Well it’s not the United States which didn’t rank in the top ten. If you’re looking for the ideal place where people have the most positive outlook on life then take a look at Europe. According to a new report released by the Organization for Economic Co-Operation and Development (OECD), people are the most happiest in European countries. Denmark, Finland and the Netherlands have the happiest people in the world followed by Sweden, Ireland, Canada, Switzerland, New Zealand, Norway and Belgium.
The report looked at subjective well-being, defined as life satisfaction. Did people feel like their lives were dominated by positive experiences and feelings, or negative ones?

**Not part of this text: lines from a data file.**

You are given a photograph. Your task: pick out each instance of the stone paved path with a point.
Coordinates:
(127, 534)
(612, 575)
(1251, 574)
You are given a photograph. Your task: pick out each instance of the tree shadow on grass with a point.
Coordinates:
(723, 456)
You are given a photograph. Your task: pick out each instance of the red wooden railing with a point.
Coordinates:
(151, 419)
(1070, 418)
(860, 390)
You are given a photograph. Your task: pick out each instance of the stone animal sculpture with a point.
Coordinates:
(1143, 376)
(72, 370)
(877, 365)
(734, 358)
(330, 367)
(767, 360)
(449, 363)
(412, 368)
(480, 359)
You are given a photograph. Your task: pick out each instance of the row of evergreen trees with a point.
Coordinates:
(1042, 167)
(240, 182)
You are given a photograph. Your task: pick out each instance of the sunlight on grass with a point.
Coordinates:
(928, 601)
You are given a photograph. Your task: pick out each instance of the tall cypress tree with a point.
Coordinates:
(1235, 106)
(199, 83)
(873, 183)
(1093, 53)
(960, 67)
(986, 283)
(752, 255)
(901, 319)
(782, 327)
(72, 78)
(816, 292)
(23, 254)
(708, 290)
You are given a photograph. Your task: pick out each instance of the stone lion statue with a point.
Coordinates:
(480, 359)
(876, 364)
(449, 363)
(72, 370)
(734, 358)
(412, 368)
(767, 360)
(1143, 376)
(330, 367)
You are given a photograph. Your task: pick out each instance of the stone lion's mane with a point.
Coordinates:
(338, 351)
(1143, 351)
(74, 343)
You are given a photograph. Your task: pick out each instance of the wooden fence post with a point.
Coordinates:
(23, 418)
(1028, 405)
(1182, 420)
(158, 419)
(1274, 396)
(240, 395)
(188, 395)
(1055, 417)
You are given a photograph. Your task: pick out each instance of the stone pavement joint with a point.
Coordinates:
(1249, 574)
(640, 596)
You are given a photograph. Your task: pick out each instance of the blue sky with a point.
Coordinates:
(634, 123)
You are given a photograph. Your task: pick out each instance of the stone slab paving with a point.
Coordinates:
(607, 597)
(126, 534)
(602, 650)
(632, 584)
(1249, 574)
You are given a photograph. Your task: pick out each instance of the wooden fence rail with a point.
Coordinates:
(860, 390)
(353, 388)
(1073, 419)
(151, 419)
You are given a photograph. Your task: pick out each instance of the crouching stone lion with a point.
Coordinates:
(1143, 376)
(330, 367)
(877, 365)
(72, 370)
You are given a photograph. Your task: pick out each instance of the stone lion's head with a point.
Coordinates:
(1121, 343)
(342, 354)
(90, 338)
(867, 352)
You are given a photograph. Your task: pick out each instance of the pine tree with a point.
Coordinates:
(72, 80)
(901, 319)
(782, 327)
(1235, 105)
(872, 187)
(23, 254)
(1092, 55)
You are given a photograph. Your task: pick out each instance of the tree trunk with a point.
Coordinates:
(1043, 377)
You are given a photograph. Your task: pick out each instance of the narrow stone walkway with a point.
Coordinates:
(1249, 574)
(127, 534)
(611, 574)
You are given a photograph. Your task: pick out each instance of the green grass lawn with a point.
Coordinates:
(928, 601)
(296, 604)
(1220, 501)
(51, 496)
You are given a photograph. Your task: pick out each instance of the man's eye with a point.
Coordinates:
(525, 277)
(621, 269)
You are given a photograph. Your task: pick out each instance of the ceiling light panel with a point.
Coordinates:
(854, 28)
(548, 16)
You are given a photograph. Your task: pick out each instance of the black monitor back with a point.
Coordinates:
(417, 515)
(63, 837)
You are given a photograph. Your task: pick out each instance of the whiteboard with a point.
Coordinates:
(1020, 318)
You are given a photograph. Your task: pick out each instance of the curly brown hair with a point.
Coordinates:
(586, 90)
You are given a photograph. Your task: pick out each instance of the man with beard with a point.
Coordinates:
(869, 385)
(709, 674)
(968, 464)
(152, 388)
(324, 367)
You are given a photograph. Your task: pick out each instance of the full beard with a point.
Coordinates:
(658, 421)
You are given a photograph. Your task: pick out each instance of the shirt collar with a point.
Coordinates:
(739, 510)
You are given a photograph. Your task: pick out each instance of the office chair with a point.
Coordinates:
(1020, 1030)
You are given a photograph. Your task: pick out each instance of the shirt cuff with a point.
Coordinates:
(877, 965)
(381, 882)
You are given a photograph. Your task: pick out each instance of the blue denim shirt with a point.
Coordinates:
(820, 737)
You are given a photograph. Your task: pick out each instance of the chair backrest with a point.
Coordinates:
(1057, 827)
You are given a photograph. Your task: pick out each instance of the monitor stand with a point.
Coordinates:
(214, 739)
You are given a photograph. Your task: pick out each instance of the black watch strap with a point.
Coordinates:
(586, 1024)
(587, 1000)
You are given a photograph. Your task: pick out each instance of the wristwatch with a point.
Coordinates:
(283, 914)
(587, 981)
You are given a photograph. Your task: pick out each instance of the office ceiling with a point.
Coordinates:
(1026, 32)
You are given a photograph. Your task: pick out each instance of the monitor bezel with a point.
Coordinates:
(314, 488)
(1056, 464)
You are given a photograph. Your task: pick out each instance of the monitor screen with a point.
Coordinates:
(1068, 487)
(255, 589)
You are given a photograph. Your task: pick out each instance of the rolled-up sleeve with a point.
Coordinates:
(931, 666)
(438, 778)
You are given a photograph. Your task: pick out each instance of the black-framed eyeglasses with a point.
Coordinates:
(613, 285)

To answer that question, the OECD used data from a Gallup World Poll conducted in 140 countries around the world last year. The poll asked respondents whether they had experienced six different forms of positive or negative feelings within the last day.
Some sample questions: Did you enjoy something you did yesterday? Were you proud of something you did yesterday? Did you learn something yesterday? Were you treated with respect yesterday? In each country, a representative sample of no more than 1,000 people, age 15 or older, were surveyed. The poll was scored numerically on a scale of 1-100. The average score was 62.4.
Even though the current economic crisis is worldwide, the top scoring countries still boast some of the highest gross domestic product (GDP) per capita in the world.
Another factor in the study was work life balance. While countries such as Denmark with a high score of 90.1 boast a high GDP per capita of $68,000, the average workweek in that part of the world is no more than 37 hours. But in countries such as China which received a low score of just 14.8, the workweek is 47 hours and the GDP per capita is just $3,600.